On June 4, the body of 16-year-old Kaylan Ward was found early in the morning on I-10 in New Orleans East. A coroner’s report said that Ward died from multiple blunt force trauma wounds. Her body was found near the I-10 overpass at Bullard Avenue.
On June 10, the body of 19-year-old Jasilas Wright was found on I-10 in Metairie. A coroner’s report released Thursday indicated that she died of multiple blunt force trauma wounds, likely caused by being struck by several cars.
Harrison said police are desperately trying to help Ward’s family find some answers in her death. He said that initially the traffic department was in charge of the investigation and that now the homicide division is working jointly with traffic on the case.
“No family should have to go through this,” said Harrison, citing the uncertainty of what happened.
“The family is devastated,” Kaylan’s cousin, Deiadra Ellis, told WWL. “We just want answers because she didn’t deserve what happened to her. You know, she is only a child.”
Police say Ward was last seen the night before near Earhart Boulevard and Magnolia Street, miles away from where she was found. Her mother said she does not believe her daughter’s death was an accident.
“She had no need to be on the interstate,” Martin-Nelson told WWL. “Whoever she was with, something happened in that car. She would not be on the interstate walking.”
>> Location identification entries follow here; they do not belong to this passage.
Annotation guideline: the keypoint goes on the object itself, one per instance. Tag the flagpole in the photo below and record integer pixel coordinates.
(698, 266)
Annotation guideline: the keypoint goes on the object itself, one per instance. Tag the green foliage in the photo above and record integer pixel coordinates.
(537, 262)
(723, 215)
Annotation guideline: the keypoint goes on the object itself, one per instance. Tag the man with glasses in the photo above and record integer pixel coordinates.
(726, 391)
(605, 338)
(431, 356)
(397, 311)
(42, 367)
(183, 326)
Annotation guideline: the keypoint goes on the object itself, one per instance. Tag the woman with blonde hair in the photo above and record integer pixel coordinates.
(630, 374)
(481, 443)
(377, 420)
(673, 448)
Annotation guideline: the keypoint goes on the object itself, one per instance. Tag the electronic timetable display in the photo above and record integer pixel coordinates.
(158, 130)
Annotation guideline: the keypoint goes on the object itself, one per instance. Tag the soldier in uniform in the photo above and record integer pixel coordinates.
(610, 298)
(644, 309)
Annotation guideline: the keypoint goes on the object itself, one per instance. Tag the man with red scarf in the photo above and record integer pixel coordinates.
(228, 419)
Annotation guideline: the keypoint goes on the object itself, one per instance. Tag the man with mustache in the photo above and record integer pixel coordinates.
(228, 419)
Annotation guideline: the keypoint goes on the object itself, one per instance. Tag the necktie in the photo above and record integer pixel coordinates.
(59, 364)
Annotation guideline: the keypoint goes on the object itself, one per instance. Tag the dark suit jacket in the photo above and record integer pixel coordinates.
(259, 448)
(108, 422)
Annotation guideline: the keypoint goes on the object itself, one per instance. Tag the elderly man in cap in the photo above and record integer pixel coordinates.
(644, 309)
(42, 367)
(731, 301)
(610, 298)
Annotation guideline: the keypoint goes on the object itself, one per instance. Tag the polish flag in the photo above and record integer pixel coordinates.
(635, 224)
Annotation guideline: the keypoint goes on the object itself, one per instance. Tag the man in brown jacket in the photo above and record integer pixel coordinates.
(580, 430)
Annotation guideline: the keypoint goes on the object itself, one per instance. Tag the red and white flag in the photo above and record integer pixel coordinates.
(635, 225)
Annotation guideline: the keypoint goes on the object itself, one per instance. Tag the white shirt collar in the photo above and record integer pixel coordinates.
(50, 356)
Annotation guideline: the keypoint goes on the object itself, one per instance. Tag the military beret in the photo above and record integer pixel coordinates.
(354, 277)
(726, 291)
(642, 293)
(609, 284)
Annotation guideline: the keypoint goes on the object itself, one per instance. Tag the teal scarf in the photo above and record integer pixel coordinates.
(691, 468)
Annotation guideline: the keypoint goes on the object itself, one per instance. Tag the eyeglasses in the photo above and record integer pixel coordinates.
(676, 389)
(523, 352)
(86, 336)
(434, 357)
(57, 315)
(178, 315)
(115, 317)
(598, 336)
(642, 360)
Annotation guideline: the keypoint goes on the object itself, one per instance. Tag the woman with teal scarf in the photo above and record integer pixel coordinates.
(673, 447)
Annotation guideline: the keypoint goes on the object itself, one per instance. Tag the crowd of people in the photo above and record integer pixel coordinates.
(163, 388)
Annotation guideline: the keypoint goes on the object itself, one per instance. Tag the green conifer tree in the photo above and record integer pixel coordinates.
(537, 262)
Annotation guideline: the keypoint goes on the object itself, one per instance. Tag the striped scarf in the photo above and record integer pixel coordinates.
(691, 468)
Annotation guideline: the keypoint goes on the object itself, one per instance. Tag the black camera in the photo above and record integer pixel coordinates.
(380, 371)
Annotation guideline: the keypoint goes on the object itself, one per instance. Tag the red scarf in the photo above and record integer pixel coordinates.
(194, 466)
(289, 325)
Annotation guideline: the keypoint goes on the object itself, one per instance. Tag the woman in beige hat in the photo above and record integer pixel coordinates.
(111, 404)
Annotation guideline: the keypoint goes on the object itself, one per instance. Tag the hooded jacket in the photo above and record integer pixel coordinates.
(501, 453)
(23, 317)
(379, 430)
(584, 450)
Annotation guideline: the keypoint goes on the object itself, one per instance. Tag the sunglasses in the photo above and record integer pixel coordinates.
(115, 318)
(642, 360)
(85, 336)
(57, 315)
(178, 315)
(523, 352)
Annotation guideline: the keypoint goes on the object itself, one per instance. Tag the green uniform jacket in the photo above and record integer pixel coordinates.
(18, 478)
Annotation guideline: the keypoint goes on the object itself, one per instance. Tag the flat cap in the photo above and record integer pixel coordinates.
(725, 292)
After five people were shot in Faubourg Tremé two weeks ago=o, residents who were fed up with the rising tide of crime and violence decided to forma Neighborhood Watch network to make the community safer.
“The interesting thing about this crime and violence wave is that it is happening throughout the city and hitting people from all walks of life,” Ramessu Merriamen Aha, a New Orleans businessman and former congressional candidate, told The Louisiana Weekly. “Residents are starting to get it: None of us are safe until all of us are safe.
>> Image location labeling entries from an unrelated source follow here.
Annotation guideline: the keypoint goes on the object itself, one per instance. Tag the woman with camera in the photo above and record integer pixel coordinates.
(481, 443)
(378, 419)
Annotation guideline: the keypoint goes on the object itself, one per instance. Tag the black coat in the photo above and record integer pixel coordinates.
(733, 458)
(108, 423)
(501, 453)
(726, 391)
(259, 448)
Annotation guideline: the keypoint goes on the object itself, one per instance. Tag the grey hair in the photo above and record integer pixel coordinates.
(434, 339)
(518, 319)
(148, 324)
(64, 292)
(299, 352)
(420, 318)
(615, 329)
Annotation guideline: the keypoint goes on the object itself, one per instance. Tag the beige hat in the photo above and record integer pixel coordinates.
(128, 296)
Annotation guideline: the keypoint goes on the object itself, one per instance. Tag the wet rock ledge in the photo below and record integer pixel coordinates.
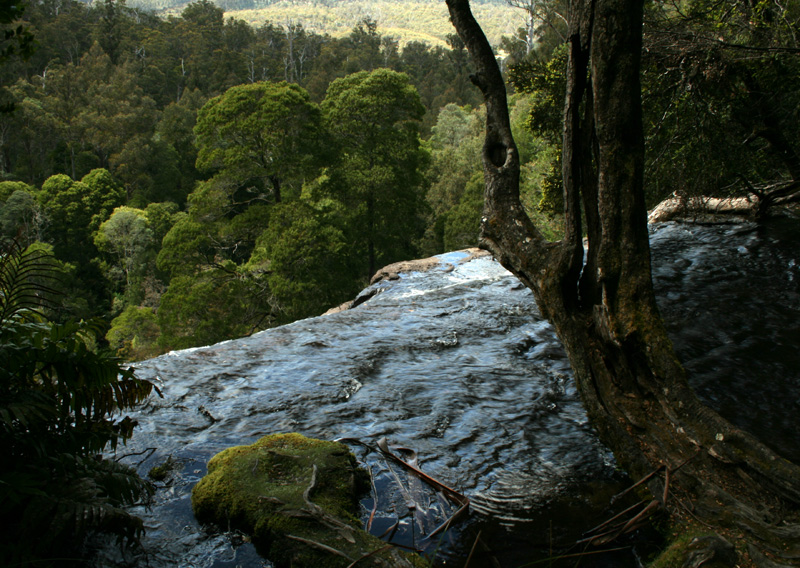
(297, 497)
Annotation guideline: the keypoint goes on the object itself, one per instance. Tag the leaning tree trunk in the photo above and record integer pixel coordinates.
(601, 300)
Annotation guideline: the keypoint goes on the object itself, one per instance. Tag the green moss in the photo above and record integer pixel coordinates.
(685, 540)
(259, 489)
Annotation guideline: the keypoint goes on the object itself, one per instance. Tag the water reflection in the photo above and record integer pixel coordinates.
(458, 364)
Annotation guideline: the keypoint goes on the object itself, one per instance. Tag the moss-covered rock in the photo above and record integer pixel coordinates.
(298, 499)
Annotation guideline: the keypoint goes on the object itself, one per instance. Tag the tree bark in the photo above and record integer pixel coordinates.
(602, 306)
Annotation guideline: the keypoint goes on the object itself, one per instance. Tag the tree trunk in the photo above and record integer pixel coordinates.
(603, 306)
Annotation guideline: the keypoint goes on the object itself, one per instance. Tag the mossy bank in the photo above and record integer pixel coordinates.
(298, 499)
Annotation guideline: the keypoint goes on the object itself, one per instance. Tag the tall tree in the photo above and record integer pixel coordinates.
(603, 306)
(374, 121)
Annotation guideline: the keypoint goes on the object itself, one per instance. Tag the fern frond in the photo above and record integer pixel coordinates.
(24, 278)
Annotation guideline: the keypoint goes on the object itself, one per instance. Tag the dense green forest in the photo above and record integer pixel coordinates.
(193, 178)
(199, 178)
“We need to come together as a community and find holistic solutions to the conditions that lead to unsafe and unstable communities,” he added. “That includes dealing with poverty, an inequitable educational system and social, political, environmental and economic injustice.”
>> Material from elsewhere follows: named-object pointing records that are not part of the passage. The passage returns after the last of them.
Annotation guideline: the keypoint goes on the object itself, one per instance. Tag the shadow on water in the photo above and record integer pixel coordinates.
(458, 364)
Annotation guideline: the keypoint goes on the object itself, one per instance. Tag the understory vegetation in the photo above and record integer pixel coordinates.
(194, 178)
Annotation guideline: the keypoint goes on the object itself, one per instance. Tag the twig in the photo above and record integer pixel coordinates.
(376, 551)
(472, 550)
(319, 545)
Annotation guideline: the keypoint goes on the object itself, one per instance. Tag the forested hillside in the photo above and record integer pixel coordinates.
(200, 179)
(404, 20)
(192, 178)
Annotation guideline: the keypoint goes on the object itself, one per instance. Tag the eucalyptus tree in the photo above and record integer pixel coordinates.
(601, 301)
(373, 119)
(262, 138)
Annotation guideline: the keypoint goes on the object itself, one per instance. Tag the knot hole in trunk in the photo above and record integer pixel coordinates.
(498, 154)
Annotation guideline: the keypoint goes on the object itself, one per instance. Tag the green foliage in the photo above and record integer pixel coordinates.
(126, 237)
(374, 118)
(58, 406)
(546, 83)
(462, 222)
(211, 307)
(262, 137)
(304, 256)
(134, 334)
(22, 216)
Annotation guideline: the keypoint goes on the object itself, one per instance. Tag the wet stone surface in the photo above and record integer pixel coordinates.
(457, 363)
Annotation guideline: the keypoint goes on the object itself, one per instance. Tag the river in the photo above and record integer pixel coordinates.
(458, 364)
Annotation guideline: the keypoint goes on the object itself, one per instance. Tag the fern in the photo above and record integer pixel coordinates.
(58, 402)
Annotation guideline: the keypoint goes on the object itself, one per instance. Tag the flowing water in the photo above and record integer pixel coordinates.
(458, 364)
He added that another problem on the horizon is the willful destruction of street lighting by bandits looking to cash in on the sale of copper used in the newly implemented street lights.
“It’s becoming a serious issue and one with long-term ramifications as neighbors and potential witnesses can’t report what they can’t see,” Aha said.
During a recent meeting with the Nation of Islam, the Rev. Raymond Brown, a community activist and president of National Action Now, said the city needs to provide more job training for young Black males who have fallen through the cracks and fall prey to street crime and the illegal sale of drugs.
Brown was challenged by New Orleans City Councilperson Nadine Ramsay, who pointed to Delgado Community College’s job-training program as proof that the city is providing critically needed job-training for young people in New Orleans.
Brown disagreed, saying “That’s not enough to meet the needs of the thousands of young Black males in this city who have been undereducated and kicked out of school by the charter school system.
“Delgado doesn’t address the needs of Black males who have dropped out of school and don’t have a diploma or a GED,” he continued. “We need job-training and educational services that reach these young men where they are and help them to move beyond violence, street crime and low-wage, dead-end jobs.”
Brown said that city and community leaders need to come together to increase educational and economic opportunities for young Black males who more often than not are exploited, neglected and mistreated by the local school system, business community and the criminal justice system.
“Until that happens, we are going to see a rising tide of violence and murder,” Brown told The Louisiana Weekly. “We need to make creating better opportunities for the city’s poorest and underserved residents Priority No. 1.”